In Benedict v. Ratner, 268 U.S. 353, 45 S. Ct. 566, 69 L. Ed. 991, the Supreme Court considered the doctrine in a case involving assigned accounts. We had held it a part only of the general doctrine of reputed or ostensible ownership, and therefore inapplicable to intangibles. But the court said no; that the law of New York made the agreement a fraud merely because of the repugnancy of which we spoke just above, and quite independently of whether its exercise gave to the mortgagor a false credit. Just before the decision in Benedict v. Ratner, we decided the only case in which, so far as we can find, the doctrine was urged in the case of a mortgage of real and personal property. Hammond v. Carthage, etc., Co. (C. C. A.) 8 F.(2d) 35. The discussion there was not necessary to the decision, because the mortgage was carefully drawn, apparently with the purpose of excluding from the lien all property over which the mortgagor retained a power of sale.

So far, however, as we said that a single mortgage of land and chattels might be valid as to the land and void as to the chattels, when the mortgagor was given the right to dispose of the chattels on his own account, we think that our decision must be regarded as overruled by Benedict v. Ratner, supra. We thought that in such cases there was no actual fraud, but that the possession of the chattels by the mortgagor, being "strongly repugnant" to the common law, if coupled with a power to sell, in effect left no mortgage at all. These considerations did not, in our judgment, apply to so much of the instrument as incumbered the land, especially as a mortgage of land in New York does not pass title. Hence there was no reason why the same instrument should not be good as a mortgage as to the land and bad as to the chattels. It was like the case of a mortgage, bad as to chattels for lack of filing, but good as to land because recorded. Chemung, etc., Co. v. Payne, 164 N.Y. 252, 58 N.E. 101. As there was no fraud to taint the whole, it might be good so far as it was a mortgage at all.

We cannot take this position after Benedict v. Ratner, supra. That case declared that the law of New York made such an agreement actually fraudulent, quite independently of any dislike of the common law for continued possession by the mortgagor as ostensible ownership. Thus we think that we may no longer distinguish between a mortgage covering land and chattels and one covering two stocks of chattels.

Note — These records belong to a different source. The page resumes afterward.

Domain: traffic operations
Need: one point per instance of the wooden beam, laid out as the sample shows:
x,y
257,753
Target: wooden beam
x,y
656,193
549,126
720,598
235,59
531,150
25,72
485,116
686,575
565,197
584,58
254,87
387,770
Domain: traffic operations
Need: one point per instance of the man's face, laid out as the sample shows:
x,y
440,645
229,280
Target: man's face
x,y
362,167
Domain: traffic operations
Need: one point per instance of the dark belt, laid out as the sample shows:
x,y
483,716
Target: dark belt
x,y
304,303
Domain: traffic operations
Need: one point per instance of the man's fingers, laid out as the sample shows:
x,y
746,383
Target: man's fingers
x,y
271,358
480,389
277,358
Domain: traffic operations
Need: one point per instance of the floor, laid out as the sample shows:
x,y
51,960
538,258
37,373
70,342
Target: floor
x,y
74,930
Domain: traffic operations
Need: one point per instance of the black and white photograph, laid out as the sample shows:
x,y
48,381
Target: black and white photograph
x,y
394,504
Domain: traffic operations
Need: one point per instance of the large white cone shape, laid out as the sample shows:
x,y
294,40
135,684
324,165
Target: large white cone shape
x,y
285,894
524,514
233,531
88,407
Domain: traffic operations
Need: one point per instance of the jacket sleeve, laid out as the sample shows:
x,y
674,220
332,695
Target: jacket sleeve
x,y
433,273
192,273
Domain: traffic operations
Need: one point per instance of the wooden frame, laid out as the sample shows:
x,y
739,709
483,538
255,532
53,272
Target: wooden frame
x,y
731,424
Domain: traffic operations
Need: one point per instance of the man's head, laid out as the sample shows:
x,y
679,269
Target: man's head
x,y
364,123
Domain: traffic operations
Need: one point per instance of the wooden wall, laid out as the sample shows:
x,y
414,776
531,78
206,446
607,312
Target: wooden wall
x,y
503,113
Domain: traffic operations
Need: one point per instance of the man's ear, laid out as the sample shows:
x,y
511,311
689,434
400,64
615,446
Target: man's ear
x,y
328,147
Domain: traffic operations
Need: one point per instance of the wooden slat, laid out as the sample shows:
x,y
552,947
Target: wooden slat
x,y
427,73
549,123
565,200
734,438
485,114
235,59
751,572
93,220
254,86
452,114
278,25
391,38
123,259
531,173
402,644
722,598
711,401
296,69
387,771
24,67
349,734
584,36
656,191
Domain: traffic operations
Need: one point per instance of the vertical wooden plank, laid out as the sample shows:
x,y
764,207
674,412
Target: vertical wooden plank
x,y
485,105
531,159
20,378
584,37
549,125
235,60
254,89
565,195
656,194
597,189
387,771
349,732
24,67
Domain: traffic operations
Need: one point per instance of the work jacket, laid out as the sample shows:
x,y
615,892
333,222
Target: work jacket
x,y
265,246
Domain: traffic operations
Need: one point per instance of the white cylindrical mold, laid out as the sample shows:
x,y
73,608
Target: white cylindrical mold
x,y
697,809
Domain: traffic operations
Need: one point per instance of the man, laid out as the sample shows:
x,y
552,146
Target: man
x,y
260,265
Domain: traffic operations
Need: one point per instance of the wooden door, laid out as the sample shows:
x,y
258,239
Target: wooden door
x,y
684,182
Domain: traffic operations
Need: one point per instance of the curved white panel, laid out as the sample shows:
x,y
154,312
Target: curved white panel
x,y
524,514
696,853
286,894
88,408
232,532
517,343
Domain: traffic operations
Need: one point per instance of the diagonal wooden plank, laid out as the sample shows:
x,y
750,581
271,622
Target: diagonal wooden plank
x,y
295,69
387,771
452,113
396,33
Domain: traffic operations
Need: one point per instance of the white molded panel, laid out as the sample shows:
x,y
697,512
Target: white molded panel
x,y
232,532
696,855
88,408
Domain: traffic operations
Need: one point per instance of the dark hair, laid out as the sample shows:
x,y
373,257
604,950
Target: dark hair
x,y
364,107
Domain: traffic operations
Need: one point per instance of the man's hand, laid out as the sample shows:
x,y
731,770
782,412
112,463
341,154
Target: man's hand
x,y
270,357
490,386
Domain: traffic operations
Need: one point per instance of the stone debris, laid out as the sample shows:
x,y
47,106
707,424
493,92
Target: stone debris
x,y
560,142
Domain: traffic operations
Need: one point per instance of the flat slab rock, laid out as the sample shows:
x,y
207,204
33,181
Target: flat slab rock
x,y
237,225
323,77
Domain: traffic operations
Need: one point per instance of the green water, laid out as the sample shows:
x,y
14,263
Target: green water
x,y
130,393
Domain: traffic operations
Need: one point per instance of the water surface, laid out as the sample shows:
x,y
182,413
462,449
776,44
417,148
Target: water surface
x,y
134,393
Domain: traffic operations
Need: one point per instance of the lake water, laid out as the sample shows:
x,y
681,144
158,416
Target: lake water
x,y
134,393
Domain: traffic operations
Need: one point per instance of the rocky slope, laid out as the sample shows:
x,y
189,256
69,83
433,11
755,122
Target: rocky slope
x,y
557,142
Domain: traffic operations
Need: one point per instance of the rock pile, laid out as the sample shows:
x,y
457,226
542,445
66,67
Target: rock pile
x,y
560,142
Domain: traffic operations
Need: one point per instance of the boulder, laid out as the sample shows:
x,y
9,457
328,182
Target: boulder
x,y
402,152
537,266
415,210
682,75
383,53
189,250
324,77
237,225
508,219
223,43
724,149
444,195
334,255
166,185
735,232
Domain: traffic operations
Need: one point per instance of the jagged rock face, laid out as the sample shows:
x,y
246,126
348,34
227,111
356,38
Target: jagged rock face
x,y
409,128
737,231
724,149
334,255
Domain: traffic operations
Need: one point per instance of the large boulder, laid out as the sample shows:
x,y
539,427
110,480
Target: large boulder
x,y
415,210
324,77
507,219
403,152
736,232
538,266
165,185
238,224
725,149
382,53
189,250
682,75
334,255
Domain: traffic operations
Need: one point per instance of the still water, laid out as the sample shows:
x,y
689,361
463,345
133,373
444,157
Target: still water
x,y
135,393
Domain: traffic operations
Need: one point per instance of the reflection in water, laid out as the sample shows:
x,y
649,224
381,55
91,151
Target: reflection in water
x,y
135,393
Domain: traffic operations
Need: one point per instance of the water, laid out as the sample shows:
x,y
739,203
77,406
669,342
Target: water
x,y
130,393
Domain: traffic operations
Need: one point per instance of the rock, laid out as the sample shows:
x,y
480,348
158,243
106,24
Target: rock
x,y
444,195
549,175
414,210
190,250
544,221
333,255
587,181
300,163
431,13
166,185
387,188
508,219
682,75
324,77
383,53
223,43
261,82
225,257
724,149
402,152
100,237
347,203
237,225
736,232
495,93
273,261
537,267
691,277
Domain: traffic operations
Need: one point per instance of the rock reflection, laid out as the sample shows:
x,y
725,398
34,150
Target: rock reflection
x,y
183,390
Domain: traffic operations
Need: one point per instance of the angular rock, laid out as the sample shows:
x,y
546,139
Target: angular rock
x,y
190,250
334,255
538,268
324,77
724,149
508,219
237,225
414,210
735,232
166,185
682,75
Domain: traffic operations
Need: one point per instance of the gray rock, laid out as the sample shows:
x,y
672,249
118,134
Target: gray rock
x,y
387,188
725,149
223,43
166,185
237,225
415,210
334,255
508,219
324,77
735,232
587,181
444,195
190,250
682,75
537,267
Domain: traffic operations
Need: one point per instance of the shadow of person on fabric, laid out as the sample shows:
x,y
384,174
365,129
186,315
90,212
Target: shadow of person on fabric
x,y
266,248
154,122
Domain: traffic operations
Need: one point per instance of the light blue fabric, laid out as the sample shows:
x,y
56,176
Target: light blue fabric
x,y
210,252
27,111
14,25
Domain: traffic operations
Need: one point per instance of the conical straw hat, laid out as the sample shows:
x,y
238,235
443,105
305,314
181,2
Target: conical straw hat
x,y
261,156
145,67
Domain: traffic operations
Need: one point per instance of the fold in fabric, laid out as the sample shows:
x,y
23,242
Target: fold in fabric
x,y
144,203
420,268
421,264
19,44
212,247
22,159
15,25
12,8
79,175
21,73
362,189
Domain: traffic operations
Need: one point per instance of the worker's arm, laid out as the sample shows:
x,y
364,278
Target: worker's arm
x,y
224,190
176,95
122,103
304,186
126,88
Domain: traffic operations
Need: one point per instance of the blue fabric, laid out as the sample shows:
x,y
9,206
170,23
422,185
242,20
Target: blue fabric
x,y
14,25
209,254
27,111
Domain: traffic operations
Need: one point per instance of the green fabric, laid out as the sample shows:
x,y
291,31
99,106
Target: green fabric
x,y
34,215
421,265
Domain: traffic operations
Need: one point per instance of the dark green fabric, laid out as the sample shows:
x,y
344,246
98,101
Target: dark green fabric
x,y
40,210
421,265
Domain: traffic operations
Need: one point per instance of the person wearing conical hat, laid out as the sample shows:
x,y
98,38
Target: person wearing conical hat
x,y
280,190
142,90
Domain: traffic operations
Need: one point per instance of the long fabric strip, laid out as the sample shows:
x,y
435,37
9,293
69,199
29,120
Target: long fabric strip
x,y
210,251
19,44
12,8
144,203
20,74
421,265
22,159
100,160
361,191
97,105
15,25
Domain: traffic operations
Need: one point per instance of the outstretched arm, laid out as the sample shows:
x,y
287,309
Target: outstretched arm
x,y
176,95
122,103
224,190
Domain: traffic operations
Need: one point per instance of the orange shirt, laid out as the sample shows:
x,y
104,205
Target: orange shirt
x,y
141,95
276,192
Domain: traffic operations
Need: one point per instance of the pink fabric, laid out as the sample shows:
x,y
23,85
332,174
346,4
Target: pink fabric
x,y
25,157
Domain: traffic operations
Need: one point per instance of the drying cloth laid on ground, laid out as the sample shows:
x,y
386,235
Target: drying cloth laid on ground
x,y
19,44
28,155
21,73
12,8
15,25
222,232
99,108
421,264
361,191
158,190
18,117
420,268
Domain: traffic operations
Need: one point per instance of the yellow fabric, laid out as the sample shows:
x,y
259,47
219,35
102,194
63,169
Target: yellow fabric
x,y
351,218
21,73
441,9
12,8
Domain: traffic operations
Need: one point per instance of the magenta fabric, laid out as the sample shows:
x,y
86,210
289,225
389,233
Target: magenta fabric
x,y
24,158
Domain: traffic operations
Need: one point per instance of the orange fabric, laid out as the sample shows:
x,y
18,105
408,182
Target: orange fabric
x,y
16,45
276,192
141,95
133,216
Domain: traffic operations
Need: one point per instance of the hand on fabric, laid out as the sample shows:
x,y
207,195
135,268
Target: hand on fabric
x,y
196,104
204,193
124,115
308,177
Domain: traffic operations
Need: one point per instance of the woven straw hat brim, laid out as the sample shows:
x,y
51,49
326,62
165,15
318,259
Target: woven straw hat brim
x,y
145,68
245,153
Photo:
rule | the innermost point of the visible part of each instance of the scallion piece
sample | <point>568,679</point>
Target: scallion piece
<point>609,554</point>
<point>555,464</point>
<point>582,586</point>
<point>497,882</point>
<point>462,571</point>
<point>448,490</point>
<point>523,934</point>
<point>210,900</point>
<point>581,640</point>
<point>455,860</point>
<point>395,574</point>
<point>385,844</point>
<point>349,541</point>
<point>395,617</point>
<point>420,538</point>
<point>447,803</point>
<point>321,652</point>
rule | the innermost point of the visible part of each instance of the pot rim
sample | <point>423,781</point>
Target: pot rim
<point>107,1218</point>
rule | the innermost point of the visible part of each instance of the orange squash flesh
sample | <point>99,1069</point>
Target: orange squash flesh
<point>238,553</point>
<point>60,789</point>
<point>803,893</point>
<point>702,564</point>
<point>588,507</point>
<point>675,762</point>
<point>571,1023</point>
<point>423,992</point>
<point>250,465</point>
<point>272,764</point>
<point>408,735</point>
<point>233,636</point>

As authoritatively construed for us, the law of New York finds an obliquity in coupling with the lien a beneficial power in the mortgagor to sell the goods, quite aside from any false credit he may so procure. This pervades and taints the instrument as a whole, and there can be no difference whether the property to which the power does not extend is land, or an independent stock of chattels, or fixtures, as in Hangen v. Hachemeister, supra, Skilton v. Codington, supra, and In re Volence, supra.

Therefore we must say that the mortgage is void as to the land, as the trial court found it as to the chattels. It must be set aside in both respects, and the trustee declared entitled to the land free and clear, not only of *352 the deed of June 23, 1916, but of the mortgage of October 28, 1915.

Decree reversed, and case remanded for further proceedings in accordance with the foregoing.